Alla fine il 10 aprile la scuola statale di Pioltello, Iqbal Masih, chiuderà. Lo farà su decisione della dirigenza della scuola, dei membri del consiglio d’istituto e della presidenza, nella piena autonomia scolastica. Lo farà considerando l’alto tasso di assenze nei due giorni che chiudono il Ramadan – la scuola ha metà degli studenti di religione musulmana – e “che compromette l’efficace svolgimento delle attività didattiche ed educative programmate, anche in coerenza con le scelte educative”. Lo farà con il benestare del Presidente della Repubblica Sergio Mattarella, chiamato in causa dalla vicepreside della scuola, per mettere fine alle polemiche pretestuose a cui abbiamo dovuto assistere in questi giorni.

“Gentile professoressa, ha scritto il Presidente, ho ricevuto e letto con attenzione la sua lettera e, nel ringraziarla, desidero dirle che l’ho molto apprezzata, così come – al di là del singolo episodio, in realtà di modesto rilievo – apprezzo il lavoro che il corpo docente e gli organi di istituto svolgono nell’adempimento di un compito prezioso e particolarmente impegnativo”.

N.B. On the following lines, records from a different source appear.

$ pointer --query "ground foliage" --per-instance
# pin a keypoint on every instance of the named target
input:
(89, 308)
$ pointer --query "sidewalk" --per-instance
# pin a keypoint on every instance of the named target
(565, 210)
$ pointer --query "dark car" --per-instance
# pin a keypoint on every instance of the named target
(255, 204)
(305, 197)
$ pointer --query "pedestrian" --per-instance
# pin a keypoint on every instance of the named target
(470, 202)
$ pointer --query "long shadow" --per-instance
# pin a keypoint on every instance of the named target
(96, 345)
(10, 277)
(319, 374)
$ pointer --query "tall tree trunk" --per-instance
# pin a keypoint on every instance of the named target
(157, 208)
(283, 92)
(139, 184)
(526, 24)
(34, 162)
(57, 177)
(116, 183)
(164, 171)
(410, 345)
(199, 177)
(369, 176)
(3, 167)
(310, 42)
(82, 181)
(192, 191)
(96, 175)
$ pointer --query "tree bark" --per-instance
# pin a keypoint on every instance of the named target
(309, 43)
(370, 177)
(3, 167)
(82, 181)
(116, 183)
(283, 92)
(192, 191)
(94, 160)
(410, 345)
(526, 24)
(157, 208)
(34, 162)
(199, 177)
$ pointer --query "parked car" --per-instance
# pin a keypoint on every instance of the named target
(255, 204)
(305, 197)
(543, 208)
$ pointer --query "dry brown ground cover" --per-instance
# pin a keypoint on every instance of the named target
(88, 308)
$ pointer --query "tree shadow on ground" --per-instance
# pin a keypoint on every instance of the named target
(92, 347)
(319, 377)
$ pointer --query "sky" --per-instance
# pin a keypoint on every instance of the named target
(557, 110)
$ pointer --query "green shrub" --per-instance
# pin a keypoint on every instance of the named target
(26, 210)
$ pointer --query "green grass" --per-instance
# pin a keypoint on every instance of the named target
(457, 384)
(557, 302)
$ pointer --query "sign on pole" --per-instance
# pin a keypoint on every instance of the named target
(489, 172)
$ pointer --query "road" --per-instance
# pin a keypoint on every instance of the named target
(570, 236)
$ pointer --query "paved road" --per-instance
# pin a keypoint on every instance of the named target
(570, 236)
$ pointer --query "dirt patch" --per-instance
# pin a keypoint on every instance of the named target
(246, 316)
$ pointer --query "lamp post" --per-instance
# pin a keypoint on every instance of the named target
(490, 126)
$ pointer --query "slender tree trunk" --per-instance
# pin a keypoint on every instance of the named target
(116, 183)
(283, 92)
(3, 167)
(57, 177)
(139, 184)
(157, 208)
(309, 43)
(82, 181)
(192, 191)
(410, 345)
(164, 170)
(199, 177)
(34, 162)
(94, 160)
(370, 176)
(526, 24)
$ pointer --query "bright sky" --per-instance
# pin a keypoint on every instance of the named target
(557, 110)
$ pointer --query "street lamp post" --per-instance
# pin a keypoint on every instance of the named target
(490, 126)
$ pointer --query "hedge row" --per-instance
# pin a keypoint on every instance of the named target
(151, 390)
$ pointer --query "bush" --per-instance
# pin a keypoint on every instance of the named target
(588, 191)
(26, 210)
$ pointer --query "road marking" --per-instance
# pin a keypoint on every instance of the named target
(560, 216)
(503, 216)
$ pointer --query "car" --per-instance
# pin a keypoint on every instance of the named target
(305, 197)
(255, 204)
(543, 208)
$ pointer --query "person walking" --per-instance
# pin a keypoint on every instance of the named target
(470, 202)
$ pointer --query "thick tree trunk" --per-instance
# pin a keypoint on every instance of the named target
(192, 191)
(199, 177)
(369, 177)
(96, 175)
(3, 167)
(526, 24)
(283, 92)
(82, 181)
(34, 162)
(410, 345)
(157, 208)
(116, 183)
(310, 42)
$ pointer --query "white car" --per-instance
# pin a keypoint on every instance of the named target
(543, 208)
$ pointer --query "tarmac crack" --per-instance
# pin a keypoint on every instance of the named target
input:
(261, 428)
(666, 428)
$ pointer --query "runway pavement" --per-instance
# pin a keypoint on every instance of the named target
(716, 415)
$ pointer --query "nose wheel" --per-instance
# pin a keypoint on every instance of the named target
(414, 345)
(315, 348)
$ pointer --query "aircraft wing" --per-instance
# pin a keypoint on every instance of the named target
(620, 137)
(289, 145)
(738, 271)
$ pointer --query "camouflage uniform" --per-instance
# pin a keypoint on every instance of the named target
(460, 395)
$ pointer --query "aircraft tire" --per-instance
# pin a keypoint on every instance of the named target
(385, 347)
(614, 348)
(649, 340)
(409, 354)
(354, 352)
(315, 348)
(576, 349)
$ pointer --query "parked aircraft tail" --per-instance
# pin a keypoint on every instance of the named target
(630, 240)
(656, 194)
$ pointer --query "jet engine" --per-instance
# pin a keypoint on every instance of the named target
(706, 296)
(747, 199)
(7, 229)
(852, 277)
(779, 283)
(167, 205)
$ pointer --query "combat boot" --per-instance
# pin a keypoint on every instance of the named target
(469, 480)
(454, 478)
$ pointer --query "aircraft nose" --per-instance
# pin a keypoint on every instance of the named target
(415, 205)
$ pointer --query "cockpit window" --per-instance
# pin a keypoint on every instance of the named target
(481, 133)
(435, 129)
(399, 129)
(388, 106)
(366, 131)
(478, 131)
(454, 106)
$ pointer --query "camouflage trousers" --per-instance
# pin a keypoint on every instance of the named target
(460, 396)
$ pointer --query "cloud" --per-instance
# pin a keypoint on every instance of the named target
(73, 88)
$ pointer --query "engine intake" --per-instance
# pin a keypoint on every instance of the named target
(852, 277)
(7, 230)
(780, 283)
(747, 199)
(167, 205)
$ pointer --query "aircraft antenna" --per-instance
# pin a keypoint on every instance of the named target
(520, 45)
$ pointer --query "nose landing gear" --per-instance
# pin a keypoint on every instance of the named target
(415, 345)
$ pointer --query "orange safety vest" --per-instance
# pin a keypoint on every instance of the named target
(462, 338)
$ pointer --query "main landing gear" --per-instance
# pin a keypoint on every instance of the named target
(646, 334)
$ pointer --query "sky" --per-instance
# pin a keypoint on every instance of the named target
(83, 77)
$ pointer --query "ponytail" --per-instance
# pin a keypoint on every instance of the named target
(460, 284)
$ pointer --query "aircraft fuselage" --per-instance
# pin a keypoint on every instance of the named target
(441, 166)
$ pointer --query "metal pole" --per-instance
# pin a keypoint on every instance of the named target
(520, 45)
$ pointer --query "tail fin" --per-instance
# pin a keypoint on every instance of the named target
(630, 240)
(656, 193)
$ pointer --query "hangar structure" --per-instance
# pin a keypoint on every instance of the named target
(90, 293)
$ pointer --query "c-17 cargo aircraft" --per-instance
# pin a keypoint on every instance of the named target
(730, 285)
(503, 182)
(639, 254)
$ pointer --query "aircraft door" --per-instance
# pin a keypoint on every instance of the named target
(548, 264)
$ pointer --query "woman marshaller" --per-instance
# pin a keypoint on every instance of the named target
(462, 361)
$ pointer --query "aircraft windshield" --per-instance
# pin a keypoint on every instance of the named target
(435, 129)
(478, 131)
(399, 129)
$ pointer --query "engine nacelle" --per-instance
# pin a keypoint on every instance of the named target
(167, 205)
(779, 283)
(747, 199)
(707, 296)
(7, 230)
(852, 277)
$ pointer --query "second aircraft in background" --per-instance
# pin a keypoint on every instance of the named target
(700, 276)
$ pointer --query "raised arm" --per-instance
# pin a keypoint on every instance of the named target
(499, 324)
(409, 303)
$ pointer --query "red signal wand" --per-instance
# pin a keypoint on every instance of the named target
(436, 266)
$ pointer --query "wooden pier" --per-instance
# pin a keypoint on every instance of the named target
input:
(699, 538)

Poche ma significative righe per rispondere a tutti quelli che volevano montare un caso nazionale. Come ha detto Simona Malpezzi, senatrice del Pd, “le parole del Presidente Mattarella riportano la vicenda a ciò che avrebbe dovuto essere: un episodio di modesto rilievo che non meritava quella risonanza mediatica. L’organizzazione scolastica riguarda la didattica e le scelte in questo campo vanno lasciate agli organismi collegiali. Ora ci auguriamo che si spengano i riflettori sull’episodio e si possa ristabilire la serenità della comunità scolastica. E che la politica si occupi di quello che chiedono le scuole in quei contesti così particolari “.

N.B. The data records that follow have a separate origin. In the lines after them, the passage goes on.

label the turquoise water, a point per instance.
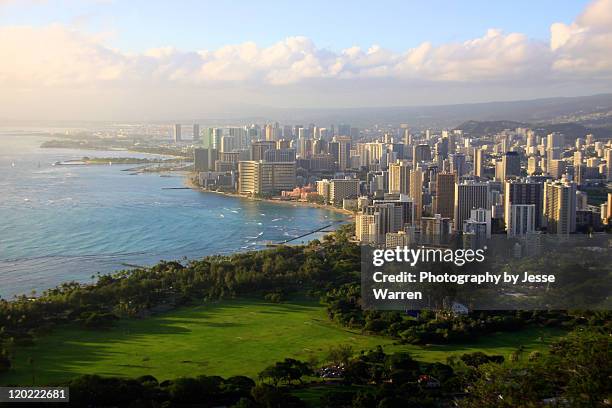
(62, 223)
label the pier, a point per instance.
(286, 241)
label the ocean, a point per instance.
(65, 223)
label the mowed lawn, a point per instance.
(226, 338)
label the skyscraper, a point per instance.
(469, 195)
(524, 192)
(416, 193)
(399, 177)
(560, 206)
(259, 148)
(422, 153)
(204, 159)
(457, 164)
(260, 177)
(177, 133)
(445, 195)
(511, 165)
(479, 162)
(196, 132)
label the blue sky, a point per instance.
(195, 25)
(104, 59)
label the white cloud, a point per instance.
(584, 47)
(36, 60)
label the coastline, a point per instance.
(348, 214)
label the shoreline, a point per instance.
(348, 214)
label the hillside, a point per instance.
(570, 130)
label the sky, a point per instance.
(156, 60)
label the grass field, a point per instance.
(227, 338)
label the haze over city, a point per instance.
(110, 60)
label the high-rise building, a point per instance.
(445, 195)
(340, 149)
(259, 149)
(211, 138)
(482, 215)
(560, 206)
(399, 177)
(323, 189)
(555, 141)
(556, 168)
(366, 227)
(511, 165)
(280, 155)
(406, 204)
(389, 219)
(228, 143)
(416, 193)
(521, 220)
(479, 157)
(457, 164)
(533, 166)
(609, 164)
(421, 153)
(524, 192)
(204, 159)
(196, 132)
(469, 195)
(177, 133)
(474, 234)
(262, 178)
(397, 239)
(339, 189)
(435, 230)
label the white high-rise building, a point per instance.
(521, 220)
(469, 195)
(560, 206)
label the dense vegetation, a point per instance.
(576, 370)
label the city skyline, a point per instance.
(91, 60)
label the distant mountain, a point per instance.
(570, 130)
(591, 110)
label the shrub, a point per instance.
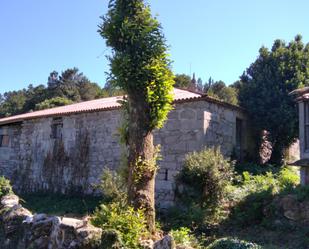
(256, 192)
(182, 236)
(288, 178)
(205, 176)
(228, 243)
(5, 187)
(111, 239)
(129, 224)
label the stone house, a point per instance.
(65, 149)
(303, 112)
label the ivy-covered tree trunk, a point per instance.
(141, 67)
(141, 162)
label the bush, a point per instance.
(255, 192)
(182, 236)
(205, 176)
(5, 187)
(111, 239)
(228, 243)
(129, 224)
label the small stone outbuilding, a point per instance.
(302, 97)
(65, 149)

La sindaca di Pioltello, Ivonne Cosciotti, ha espresso gratitudine per questo segnale di sostegno, considerando ormai chiusa la controversia e attendendo la visita annunciata del Ministro dell’Istruzione, Giuseppe Valditara.

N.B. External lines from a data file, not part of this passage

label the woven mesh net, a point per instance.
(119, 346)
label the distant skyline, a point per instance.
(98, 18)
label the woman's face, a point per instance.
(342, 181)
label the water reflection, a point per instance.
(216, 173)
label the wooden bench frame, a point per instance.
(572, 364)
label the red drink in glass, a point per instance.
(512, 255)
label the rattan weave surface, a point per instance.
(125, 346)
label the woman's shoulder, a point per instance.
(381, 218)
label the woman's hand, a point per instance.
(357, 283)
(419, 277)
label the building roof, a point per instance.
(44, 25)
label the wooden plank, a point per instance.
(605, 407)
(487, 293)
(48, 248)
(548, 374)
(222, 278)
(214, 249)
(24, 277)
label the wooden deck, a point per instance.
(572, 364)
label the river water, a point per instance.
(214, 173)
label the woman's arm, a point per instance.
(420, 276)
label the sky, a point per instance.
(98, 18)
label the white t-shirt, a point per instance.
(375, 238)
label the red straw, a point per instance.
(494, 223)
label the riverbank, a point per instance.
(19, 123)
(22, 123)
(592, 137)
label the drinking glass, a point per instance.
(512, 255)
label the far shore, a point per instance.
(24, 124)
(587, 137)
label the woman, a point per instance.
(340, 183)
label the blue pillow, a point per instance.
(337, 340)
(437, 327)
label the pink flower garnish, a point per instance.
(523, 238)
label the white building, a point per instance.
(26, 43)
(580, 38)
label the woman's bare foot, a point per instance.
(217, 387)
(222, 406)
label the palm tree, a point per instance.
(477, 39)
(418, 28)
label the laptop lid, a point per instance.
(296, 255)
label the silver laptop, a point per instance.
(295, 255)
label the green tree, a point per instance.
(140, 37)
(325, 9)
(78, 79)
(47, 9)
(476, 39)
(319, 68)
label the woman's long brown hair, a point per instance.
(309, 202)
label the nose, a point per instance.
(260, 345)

Forti del plauso di Mattarella, l’Istituto di Pioltello chiede il rispetto della propria scelta. “Nella visita ispettiva del 18 marzo – ha spiegato il Consiglio della scuola Iqbal Masih in una nota – sono state trovate alcune irregolarità nella delibera sul calendario scolastico, ovvero il fatto che erano previsti quattro giorni di sospensione delle lezioni a fronte del massimo di tre giorni”. Da qui la decisione di ‘rinunciare’ a due dei giorni di vacanza (lunedì 29 e martedì 30 aprile) confermando la chiusura del 10 Aprile, in vista della fine del Ramadan, e di venerdì 26 Aprile, giorno dopo la festa della Liberazione. “Date scelte considerando l’alto tasso di assenze, che comprometterebbero l’efficace svolgimento delle attività didattiche ed educative programmate”. Si è trattato di una decisione “nata spontaneamente al nostro interno, sulla base di motivazioni che riteniamo coerenti con il diritto all’educazione e all’istruzione, con la Costituzione Italiana e che origina dalla considerazione operata dal Collegio Docenti” hanno spiegato dal Consiglio d’istituto annunciando che il 21 maggio per la Giornata mondiale della Diversità Culturale la scuola organizzerà un dialogo “sui temi dell’inclusione, dell’interazione tra culture e del confronto tra religioni”.

La responsabile scuola del Pd Irene Manzi commenta così: “È una lezione di civiltà quella che viene dal Consiglio di istituto della scuola Iqbal Masih di Pioltello” e aggiunge “questa ‘scelta didattica e non religiosa’ presa per evitare aule vuote e ore senza lezioni, a fronte di un anno scolastico iniziato con un giorno di anticipo, ci offre un concreto esempio di inclusione sociale. Ci auguriamo che anche il ministro Valditara capisca questa azione di civismo, rispetti l’autonomia scolastica e non continui a gettare benzina sul fuoco seguendo motivazioni politiche che sono ben distanti dal contesto sociale di quell’istituto e della comunità in cui è inserito” ha sottolineato Manzi.